The Amazon UK website was temporarily closed after a pricing error on its website saw pocket personal computers being sold for just £7.
The Hewlett Packard pocket computers were simultaneously retailing for $299 (£192) on the US site.
E-mails alerting shoppers to Amazon UK's mistake were circulating on Wednesday morning, prompting a rush of buying.
In the City, some workers were rumoured to be placing orders for 50 or 60 of the computers at a time.
The Amazon UK site temporarily closed at about 1240 GMT for 50 minutes and shoppers were redirected to the international site.
Amazon issued a statement admitting the error and cancelling the orders which had been placed at the incorrect price.
The firm said that its pricing policy allowed it to contact customers and offer them the product at the true price should an error occur.
"Despite our best efforts, with the millions of items available on our website, unfortunately pricing errors can occur," a spokesman said.
A higher quality pocket computer had also been on offer for £23 rather than its true retail price of more than £500.
Stuart Clary, a 26 year-old media worker placed an order for 12 of the more expensive computers, one for each of his colleagues.
"I wish I'd done more," he said, after saying he'd bought products worth more than £6,000 for less than £300.
Chris Partridge, a 27-year old network analyst, managed to snap up two of the cheaper variety but was not confident that Amazon would honour the commitment.
"I was looking for a pocket computer anyway," he said, "so will be very happy if it comes to fruition."
Customer services had previously told at least one customer that the price would be honoured.
But a spokeswoman for the Consumer's Association said the company was under no obligation to honour the price, if a genuine mistake had been made.
"Until there is a binding contract, either party can pull out of the agreement," she said.
Amazon's conditions of use state there is no contract between the company and a customer until Amazon sends an e-mail confirming it has dispatched an order.
A case last year involving Kodak seems to back Amazon's stance.
By mistake Kodak was selling the EasyShare DX3700 digital camera on its website for £100 instead of its normal price of £329.
Customers flocked to buy the camera.

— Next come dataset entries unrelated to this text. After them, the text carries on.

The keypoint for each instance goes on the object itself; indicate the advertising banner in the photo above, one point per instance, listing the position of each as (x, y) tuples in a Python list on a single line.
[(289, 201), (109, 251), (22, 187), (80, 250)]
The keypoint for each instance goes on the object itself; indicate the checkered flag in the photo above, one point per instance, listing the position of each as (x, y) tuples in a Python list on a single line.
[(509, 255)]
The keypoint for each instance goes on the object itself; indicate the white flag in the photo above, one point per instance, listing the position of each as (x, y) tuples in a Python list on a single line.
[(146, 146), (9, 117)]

Initially Kodak said it would not honour the purchases, but eventually backed down.
This was because Kodak had sent an automated response to its customers, and that action effectively constituted an acceptance of the £100 offer.
Lawyers at the time warned companies to tighten up on their terms and conditions and to avoid sending automated responses to purchases.
This is a point which Amazon appears to have heeded.